To install and use Materia, clone this repository to your local machine. Navigate to the top-level Materia directory and run,
pip3 install -r requirements.txt
After this, copy Materia.py and the libs directory to your project directory. From there, Materia can be pulled into your data testing script with the command:
from Materia import *
This will allow you to create a new Dataset object from tabular data stored in .csv format and begin using Materia.

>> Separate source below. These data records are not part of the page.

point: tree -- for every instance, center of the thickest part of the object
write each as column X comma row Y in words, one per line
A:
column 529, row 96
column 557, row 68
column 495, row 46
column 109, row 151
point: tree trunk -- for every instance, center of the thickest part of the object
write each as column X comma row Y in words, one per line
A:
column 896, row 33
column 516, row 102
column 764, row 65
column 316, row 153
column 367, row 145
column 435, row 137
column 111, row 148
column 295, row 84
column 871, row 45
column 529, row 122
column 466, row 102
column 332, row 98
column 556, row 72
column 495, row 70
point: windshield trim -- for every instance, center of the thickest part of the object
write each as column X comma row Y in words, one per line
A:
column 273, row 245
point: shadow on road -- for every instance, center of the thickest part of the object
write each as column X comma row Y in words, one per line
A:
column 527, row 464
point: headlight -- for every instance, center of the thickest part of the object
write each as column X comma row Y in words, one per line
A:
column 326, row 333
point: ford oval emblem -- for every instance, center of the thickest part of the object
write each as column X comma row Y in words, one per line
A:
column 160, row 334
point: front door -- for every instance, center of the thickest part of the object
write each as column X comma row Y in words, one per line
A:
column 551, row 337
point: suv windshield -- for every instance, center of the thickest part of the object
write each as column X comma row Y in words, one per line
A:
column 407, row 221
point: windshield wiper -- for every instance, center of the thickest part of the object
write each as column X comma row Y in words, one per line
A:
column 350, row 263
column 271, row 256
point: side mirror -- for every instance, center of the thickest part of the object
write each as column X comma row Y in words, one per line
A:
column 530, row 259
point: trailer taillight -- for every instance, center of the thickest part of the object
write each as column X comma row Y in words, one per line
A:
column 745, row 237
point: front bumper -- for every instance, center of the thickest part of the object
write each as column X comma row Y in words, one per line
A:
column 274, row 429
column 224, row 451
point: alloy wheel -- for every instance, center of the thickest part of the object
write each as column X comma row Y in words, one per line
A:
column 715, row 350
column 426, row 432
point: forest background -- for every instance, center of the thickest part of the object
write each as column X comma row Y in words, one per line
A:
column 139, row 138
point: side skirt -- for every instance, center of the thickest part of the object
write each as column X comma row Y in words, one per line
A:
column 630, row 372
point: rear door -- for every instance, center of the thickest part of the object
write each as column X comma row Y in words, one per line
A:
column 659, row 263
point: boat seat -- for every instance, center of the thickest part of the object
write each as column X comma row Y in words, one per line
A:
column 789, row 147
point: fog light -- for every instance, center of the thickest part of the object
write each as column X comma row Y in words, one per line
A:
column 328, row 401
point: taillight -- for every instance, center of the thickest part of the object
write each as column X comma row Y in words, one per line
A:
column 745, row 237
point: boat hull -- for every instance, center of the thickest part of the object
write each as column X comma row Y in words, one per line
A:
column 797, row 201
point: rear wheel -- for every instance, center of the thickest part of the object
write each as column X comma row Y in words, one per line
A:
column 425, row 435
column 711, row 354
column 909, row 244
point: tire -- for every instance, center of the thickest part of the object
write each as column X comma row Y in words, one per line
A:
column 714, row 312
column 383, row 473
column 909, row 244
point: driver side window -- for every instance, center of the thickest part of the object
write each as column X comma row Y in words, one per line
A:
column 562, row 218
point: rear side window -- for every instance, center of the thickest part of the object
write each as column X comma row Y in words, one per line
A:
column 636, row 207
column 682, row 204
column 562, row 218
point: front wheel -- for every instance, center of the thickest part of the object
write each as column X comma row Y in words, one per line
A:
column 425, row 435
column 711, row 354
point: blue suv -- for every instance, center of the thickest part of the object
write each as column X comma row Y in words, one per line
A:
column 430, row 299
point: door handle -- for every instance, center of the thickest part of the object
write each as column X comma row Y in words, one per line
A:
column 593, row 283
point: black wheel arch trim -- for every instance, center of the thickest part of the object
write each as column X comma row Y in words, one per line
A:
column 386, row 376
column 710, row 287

For a side-by-side documenation of tests evaluated in the QOD 2020 Materia paper please go here
Language Construct | Additional Info | Description |
---|---|---|
Dataset() | args: filename , numHeaderLines | Dataset Constructor: reads in .csv file, load header lines in as metadata and performs automatic type conversion/detection. |
Dataset.genHeadersFromMetadata() | args: sourceRows <tuple > | Aggregates select header rows into single-line header names, for intuitive time-series dereferencing. |
Dataset.flagcodes().are() | args: dict | Associates a particular set of flag codes with a dataset. These are invoked during testing and define what flags will be output by a non-passing test of a particular type. |
Timeseries.timestep() | args: ts | Sets the expected timestep between two values in the tested dataset. This is used in missing values tests and aligning timer series with different numbers of rows. |
Test Definition | A test definition works by defining a normal python function with two special arguments: "value" and "i". The value argument represents an arbitrary data value in your tested time series. These special "test defintion" functions are written to perform some test against this arbitrary variable and its temporally adjacent neighbors. | |
Value | The "value" variable passed into a test definition is an object which holds either an integer, float or list of those datatypes. It overloads all common math operators to allow for most scalar/vector arithmetic which may be required for test definitions. | |
Timeseries.datapoint().flag().when() | flag(fName ), when(funct ) | This chained method call enables users to invoke special test definitions (funct) to operate on all values over the calling timeseries. Flags are matched to the dictionary set in a prior flagcodes().are() call. This function automatically creates a time-stamp aligned column of QC flags associated with the calling time series. |